Known for creating complex figurative compositions that are rich in psychological narratives and explore such existential themes as sexuality and race, Zsako now turns his focus to sculpture, albeit on his own terms and in his preferred medium of choice: paper.
In this exhibition, Zsako presents a variety of elaborate constructions made of meticulously rendered sticks that by means of accumulation begin to form different phrases and evoke eclectic symbols. As a group, these works mark an expansion of one of the themes introduced by Zsako in his 2019 solo exhibition with the gallery, which was entitled “Teeth Marks” and employed the language of public sculpture to ponder the fertile relationship between linguistics and visual imagery. Addressing his latest exploration, Zsako notes:
“To me, the heart of these works is the satisfying, never-ending oscillation of their elements and referents: visual art versus language; intimate versus epic; flat versus three-dimensional; linguistic representation versus pictorial representation; linguistic humor versus pictorial humor and wet ink that dries versus sticks that are bound together with string. All this happens in a single work; all the elements are dancing around each other and never fully settle.”

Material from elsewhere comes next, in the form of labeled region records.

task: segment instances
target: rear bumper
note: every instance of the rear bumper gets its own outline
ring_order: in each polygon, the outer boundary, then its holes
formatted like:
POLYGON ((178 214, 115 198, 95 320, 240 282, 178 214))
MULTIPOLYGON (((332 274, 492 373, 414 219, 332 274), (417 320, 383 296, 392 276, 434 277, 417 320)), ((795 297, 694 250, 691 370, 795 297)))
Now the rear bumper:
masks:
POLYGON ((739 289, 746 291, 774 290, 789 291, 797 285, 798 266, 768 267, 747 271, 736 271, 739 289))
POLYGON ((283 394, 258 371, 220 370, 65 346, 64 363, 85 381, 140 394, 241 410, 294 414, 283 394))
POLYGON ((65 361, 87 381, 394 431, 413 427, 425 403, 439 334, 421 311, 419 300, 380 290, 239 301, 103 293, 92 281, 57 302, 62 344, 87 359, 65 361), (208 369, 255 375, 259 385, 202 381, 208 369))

Balint Zsako was born in Budapest, Hungary, in 1979, as the son of two artists, Anna Torma, a textile artist, and Istvan Zsako, a sculptor. After spending two years living as asylum seekers in West Germany, his family immigrated to Canada in 1989, where he later received his B.F.A. in Photography from Ryerson University in Toronto. Institutional exhibitions include The Loyola University Museum of Art, Chicago, IL; The Museum of Contemporary Canadian Art, Toronto; Weatherspoon Museum, Greensboro, North Carolina, and the Salzburger Kunstverein, Austria. His work is featured in Sarah Polley’s film “Take This Waltz,” and appears in Phaidon’s Vitamin D2 drawing anthology (2013). He is included in the permanent collections of the Nerman Museum of Contemporary Art, Kansas and The Museum of Old and New Art in Tasmania, Australia. He was long listed for The Sobey Award, Canada's largest art prize (2014) and is featured in Jason Schmidt's Artists 2, a photographic survey published by Steidl (2015). Zsako’s work has been featured on the cover of The New York Times Magazine and in The New Yorker, among others. He lives and works in Los Angeles, California.